Así nos encontró el 2011, cuarenta y un años después de México 70. Nuestra selección Vinotinto asistía en calidad de Cenicienta a tierra Argentina, cuna de Alfredo Di Stéfano, Maradona, Messi, y otros astros de renombre mundial,  para representarnos en la Copa América. En este evento, sólo para selecciones de nuestra América, también surgían diferencias. Quizás no de connotaciones étnicas como en aquella Copa Jules Rimet del 70, aún cuando los nativos del cono sur siempre se han creído europeos; pero si entre los países denominados como grandes del fútbol (Argentina, Brasil, Uruguay), y los países chicos como Costa Rica, Perú y Venezuela. Se repetía entonces la eterna confrontación entre David y Goliat.
La escuadra Vinotinto tenía su primer juego contra un seleccionado carioca plagado de luminarias. Cuando el arbitro boliviano Raúl Orosco, señaló en inicio del juego,  en el estadio Ciudad de La Plata, pocos pensábamos que nuestra escuadra tendría una actuación decorosa. Muchos apagaron sus televisores cuando a pocos minutos de iniciado el partido, Alexandre Rodrigues da Silva (Pato), produjo con la diestra un disparo fulminante que no consiguió resistencia en el portero venezolano Renny Vega, disparo potente y mortífero que milagrosamente pegó en el travesaño, dejando el marcador inmaculado.
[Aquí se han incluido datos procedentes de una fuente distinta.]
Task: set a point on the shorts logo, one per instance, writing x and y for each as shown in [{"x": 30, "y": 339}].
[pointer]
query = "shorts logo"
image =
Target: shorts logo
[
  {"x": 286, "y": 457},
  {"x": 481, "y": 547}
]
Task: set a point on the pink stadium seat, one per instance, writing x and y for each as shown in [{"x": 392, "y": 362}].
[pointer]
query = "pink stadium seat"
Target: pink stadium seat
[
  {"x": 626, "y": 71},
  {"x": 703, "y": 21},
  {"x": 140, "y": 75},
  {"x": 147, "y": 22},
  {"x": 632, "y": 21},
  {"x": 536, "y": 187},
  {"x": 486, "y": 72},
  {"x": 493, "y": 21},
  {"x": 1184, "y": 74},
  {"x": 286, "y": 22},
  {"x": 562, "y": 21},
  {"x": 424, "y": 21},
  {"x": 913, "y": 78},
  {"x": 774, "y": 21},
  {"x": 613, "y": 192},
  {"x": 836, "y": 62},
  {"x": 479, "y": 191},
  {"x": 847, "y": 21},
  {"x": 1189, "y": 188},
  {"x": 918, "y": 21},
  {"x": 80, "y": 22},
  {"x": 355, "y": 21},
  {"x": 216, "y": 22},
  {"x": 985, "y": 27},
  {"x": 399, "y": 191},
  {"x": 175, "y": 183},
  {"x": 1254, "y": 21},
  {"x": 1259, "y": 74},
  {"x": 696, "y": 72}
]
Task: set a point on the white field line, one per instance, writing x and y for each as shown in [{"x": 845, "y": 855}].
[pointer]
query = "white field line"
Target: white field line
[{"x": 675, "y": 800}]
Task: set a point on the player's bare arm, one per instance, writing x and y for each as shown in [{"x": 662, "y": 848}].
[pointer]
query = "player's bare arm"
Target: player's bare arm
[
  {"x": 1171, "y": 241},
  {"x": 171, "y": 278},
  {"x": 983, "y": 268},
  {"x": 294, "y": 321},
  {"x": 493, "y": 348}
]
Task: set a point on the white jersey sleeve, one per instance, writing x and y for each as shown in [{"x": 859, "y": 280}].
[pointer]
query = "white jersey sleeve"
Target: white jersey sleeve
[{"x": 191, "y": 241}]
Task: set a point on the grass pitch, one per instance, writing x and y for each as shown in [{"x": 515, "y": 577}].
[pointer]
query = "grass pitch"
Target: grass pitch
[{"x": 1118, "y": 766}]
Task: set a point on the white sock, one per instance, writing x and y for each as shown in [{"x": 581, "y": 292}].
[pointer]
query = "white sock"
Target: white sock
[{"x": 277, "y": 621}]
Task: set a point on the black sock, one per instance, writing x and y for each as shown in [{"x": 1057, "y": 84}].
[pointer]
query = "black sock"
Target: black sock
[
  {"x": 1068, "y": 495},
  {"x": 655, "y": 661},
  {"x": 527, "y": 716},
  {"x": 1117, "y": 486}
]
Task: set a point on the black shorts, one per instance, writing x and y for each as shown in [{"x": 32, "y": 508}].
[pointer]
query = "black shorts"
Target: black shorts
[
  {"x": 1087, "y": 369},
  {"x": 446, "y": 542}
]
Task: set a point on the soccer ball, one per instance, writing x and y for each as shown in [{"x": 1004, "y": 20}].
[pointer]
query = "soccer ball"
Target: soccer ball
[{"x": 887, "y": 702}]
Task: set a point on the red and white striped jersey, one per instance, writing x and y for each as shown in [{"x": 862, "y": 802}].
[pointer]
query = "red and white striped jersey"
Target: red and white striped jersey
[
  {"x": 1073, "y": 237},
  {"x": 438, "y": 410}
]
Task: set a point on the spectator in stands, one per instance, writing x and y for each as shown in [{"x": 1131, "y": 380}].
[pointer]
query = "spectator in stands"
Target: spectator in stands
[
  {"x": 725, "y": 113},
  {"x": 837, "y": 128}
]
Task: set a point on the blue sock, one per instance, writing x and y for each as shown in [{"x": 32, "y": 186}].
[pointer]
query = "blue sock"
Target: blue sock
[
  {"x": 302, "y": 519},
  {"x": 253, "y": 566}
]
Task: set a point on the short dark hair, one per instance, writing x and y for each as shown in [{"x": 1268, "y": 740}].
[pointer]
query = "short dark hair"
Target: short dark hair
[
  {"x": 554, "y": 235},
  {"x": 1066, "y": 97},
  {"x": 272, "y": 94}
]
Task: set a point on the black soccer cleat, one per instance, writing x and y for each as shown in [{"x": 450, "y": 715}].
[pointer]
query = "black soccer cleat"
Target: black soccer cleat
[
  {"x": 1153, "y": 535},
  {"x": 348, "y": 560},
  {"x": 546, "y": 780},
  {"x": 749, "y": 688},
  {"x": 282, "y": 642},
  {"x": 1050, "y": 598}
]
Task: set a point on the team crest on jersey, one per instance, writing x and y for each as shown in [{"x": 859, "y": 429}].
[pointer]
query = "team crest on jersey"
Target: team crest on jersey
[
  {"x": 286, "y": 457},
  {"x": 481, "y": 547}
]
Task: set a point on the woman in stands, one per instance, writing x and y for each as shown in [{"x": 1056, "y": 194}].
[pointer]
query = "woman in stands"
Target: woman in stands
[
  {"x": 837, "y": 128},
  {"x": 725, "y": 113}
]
Era como un presagio del milagro que estaba por ocurrir.
El partido continuó, y la goleada esperada no se presentaba, increíblemente los jugadores vinotinto eran quienes tomaban las riendas del partido. Tocaban como los dioses el balón ante unos atónitos y desesperados brasileros. El encuentro concluyó con un empate sin goles; el cuadro venezolano hacía resurgir en los corazones de sus coterráneos la ilusión del si se puede.
La copa continuó su avance y Venezuela derrotó a Ecuador, para luego empatar contra los paraguayos a tres goles, en un partido épico, donde la vinotinto dejó ver de que material estaba echa, al remontar una desventaja 1-3, en el último cuarto del juego. La euforia nos invadió; por primera vez en muchos años no importaban las diferencias políticas, se olvidó la confrontación entre oligarcas y revolucionarios, entre ricos y pobres, entre escuálidos y chavistas. Todos juntos imbuidos de un sentimiento nacional que desbordaba nuestros corazones, nos hermanáramos en un abrazo fraternal e igualitario, en la alegría del grito conjunto de gol.
Revivían entonces los mismos sentimientos que de niño grabaron en mi corazón los colores verde amárelo de scratch brasileño; y que me habían convertido en un “pastelero” apátrida y despreciable, a decir de algunos compatriotas.
Esta vez, y para siempre, era el color vinotinto el que impregnaba mi alma de emociones. El vino tinto del reencuentro nos embriagaba. Al igual que en la “Fiesta” de Serrat: “…hoy el noble y el villano, / el prohombre y el gusano / bailan y se dan la mano/ sin importarles la facha. / Juntos los encuentra el sol / a la sombra de un farol / empapados en alcohol / magreando a una muchacha.”  Al país lo sorprendió la mañana, tras una noche de juerga futbolística, unido en un solo sentimiento, en un solo objetivo, en una sola emoción.
La ilusión continuó unos días más, y cuando enfrentamos otra vez, ahora en semi-finales, al equipo charrúa, buscando el derecho de disputar nuestra primera final de Copa América, la opción de triunfo era clara. En el terreno los vinotinto evidenciaron que lo logrado hasta ese momento no era obra de la casualidad. Jugaron con técnica y estilo, arrinconaron a los experimentados paraguayos, y sólo su suerte impidió que ganáramos en el tiempo reglamentario. Nos fuimos a un alargue en el cual también mostramos superioridad futbolística, pero no la precisión de transformar esa superioridad en goles. Al final la ruleta de los penaltis nos otorgó una derrota inmerecida, pero real e inobjetable. Nuestros muchachos que habían entregado todo en la cancha, no pudieron soportar la burla de sus rivales, y en un acto poco deportivo arremetieron a golpes contra varios jugadores del seleccionado de Paraguay. Aunque la actitud era reprochable desde el punto de vista del fair play, confieso que nuestras almas heridas sintieron la suave caricia del desahogo.
Pese a la derrota, seguimos como un solo país, quizás sumidos todavía en la borrachera de la pasión futbolística, lamimos nuestras heridas en familia, retomando esa sensación colectiva de convivencia que hace tantos años habíamos perdido.
Hoy todavía el vaho de las emociones vividas no se ha difuminado. Me invade la profunda melancolía de la realidad cotidiana, que amenaza con acabar la efímera ilusión de unidad. Por eso invoco a Dios con toda humildad, pidiéndole que el futbol no pare.       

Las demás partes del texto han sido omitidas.